Londra merkezli dolaşım devam ediyor. Thames Nehri'nin kuzey kıyısındaki ünlü tarihî kalenin içindeyiz. Tower Bridge yakınlarındaki Londra Kalesi'nde. İtiraf edeyim, onca binanın içinde hiç dikkatimi çekmemişti burası.
Kule - Saray - Hapishane. 1070'lerde Londra kalesinin merkezine bu muazzam taş kule inşa edildiğinde, mağlup Londralılar hayranlıkla bakmış olmalı. Neredeyse 1000 yıl sonra hâlâ büyüleme ve dehşete düşürme kapasitesi var.

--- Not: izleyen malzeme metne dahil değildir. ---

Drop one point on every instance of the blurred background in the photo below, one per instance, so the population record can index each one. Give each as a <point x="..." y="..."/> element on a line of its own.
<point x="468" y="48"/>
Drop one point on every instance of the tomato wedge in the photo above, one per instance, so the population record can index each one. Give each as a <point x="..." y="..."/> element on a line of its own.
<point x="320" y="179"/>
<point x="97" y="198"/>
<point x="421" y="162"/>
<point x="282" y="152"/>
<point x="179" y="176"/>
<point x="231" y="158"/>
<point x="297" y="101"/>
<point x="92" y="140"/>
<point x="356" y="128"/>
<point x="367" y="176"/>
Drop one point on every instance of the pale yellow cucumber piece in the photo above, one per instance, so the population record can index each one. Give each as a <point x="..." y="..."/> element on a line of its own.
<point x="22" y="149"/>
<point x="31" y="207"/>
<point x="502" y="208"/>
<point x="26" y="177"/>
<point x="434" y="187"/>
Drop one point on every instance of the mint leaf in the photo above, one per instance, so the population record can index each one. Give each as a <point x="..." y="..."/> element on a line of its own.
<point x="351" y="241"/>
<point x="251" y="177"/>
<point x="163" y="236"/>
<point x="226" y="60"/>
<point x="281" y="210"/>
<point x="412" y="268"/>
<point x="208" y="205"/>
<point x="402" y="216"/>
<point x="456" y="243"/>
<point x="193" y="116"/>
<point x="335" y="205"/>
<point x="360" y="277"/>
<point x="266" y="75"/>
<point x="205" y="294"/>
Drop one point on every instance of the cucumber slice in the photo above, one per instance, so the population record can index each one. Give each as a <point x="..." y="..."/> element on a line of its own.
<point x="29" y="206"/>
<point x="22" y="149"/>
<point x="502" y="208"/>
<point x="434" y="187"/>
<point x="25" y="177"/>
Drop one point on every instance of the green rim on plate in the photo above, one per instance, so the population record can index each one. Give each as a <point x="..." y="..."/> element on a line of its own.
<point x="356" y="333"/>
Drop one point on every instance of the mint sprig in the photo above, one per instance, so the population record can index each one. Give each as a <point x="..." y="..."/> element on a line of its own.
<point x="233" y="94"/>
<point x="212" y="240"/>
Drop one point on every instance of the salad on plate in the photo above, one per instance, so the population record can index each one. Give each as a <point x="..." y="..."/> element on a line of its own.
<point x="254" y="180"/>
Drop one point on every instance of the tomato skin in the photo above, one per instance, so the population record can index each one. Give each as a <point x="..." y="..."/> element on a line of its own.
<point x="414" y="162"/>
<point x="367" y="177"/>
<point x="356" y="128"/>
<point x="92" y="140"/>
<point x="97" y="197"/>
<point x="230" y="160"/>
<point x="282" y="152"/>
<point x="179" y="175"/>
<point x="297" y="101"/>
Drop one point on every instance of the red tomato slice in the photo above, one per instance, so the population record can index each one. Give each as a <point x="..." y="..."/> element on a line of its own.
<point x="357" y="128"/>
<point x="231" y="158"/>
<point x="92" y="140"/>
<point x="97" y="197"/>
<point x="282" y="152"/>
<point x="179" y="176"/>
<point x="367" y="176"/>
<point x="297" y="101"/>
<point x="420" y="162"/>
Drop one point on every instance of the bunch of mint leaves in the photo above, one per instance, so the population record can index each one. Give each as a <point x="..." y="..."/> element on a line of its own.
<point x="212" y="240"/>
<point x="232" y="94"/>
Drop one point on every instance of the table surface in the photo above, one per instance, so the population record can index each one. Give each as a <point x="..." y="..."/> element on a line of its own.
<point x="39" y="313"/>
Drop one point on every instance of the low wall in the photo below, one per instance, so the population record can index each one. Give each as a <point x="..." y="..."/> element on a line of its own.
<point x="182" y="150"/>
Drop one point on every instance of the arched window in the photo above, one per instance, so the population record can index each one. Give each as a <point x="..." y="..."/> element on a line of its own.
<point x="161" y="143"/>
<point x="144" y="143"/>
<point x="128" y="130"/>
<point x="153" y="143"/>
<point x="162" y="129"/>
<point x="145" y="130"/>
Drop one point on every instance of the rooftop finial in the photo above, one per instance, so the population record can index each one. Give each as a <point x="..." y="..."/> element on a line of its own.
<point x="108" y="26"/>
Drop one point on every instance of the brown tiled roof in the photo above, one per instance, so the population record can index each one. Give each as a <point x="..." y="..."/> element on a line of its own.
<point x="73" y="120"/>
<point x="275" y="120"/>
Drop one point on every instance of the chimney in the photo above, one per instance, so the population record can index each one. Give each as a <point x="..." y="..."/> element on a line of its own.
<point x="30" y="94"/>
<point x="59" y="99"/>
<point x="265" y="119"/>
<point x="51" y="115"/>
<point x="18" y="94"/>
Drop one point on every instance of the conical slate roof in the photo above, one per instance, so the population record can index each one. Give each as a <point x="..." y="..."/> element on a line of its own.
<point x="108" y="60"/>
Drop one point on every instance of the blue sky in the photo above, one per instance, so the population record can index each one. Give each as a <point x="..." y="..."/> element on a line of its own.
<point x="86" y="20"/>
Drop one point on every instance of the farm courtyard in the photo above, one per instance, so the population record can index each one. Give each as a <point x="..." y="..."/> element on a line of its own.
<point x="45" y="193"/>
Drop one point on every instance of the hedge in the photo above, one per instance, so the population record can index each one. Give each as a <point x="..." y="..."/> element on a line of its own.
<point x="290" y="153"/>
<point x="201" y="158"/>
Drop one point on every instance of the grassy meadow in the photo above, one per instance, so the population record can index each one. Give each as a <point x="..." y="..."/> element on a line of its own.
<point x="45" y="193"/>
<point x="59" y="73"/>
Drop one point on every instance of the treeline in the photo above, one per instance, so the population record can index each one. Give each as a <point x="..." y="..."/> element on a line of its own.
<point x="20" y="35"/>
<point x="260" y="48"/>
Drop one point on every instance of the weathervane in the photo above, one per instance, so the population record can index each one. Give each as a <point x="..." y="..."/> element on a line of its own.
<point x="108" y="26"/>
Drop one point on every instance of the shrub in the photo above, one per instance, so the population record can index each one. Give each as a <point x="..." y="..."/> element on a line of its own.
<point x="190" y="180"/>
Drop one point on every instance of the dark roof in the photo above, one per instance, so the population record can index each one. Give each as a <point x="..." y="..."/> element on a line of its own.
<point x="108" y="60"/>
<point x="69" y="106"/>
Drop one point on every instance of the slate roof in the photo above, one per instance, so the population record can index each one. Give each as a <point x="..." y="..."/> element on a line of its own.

Ülkenin en güvenli kalesi olan kule, savaş ve isyan zamanlarında kraliyet mallarını ve hatta kraliyet ailesini koruyormuş. Merkez konumda olan, kapı ve pencerelerin yapımında kireç taşı kullanılan ve Beyaz Kule adı verilen kısım Londra’yı dış saldırılardan koruma amacıyla, Mimar Gundulf yönetiminde inşa edilmiş.

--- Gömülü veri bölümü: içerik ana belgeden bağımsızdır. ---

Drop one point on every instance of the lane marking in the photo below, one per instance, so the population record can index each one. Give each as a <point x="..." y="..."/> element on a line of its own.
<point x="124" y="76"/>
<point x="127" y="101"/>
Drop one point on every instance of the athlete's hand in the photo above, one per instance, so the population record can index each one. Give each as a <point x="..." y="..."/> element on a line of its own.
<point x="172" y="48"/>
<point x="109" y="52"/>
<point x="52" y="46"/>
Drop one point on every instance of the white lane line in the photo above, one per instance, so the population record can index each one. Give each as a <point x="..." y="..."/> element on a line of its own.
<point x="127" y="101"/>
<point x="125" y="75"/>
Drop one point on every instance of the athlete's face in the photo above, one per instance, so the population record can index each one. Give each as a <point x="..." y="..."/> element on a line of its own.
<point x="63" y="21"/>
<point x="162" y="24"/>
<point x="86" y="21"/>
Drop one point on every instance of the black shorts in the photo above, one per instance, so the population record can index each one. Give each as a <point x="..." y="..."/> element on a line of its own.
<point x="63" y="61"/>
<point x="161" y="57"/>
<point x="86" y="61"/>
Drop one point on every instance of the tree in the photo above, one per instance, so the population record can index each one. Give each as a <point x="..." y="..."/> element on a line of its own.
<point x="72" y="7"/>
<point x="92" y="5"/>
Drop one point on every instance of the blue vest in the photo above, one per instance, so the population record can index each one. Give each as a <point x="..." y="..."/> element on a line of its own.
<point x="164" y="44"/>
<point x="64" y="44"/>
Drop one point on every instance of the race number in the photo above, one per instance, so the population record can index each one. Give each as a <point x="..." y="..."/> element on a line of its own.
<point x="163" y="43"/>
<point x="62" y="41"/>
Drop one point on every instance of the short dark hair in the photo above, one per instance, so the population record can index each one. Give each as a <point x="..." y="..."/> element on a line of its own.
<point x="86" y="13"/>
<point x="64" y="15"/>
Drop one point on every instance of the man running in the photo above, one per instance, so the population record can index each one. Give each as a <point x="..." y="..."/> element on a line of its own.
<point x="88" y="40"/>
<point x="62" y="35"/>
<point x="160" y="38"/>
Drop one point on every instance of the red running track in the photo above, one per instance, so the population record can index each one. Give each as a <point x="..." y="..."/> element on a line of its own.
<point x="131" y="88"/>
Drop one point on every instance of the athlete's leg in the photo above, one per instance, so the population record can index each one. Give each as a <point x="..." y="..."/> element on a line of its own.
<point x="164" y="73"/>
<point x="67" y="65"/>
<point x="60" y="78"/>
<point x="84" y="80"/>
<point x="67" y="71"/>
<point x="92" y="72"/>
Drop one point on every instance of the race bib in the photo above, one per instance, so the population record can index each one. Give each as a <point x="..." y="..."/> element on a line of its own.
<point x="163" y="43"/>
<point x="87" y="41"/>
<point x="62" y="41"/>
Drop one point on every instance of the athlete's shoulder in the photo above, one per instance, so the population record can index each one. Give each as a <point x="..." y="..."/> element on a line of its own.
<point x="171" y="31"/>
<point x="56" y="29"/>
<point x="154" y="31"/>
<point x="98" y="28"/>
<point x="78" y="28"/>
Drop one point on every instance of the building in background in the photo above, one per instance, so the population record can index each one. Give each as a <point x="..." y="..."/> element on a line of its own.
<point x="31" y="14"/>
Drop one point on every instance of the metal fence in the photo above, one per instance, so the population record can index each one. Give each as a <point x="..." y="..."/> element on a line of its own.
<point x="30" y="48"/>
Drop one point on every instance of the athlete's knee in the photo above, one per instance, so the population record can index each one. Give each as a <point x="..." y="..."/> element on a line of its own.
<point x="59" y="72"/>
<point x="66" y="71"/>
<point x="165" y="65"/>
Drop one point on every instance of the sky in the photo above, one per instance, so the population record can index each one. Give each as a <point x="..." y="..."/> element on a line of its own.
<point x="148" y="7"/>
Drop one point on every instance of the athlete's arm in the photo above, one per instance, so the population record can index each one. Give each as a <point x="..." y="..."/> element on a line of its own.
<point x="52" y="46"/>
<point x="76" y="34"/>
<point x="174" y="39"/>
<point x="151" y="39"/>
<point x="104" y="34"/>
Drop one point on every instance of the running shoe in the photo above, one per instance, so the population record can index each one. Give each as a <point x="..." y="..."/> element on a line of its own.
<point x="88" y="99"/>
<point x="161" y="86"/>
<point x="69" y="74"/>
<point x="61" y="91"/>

500 yıl boyunca hükümdarlar tarafından şaşırtıcı derecede lüks bir saray olarak da kullanılan kale, tarih boyunca huşu ve korkunun gözle görülür sembolü olmuş özünde. Krallar, kraliçeler rakiplerini ve düşmanlarını duvarların içine hapsederlermiş.İçerisinde hâlâ mahkum hikâyeleri dolaşmasıyla da ünlü olan kalede efsanevi anahtar töreni ve diğer gelenekler, hayalet hikâyeleri, korkunç işkence ve idam öyküleri yaşamaya devam ediyor. Zengin ve karmaşık bir tarihe sahip olan kale, Kraliyet Darphanesi, Kraliyet Silahhanesi ve hatta bir de hayvanat bahçesi olmak üzere çok çeşitli kurumlara ev sahipliği yapmış.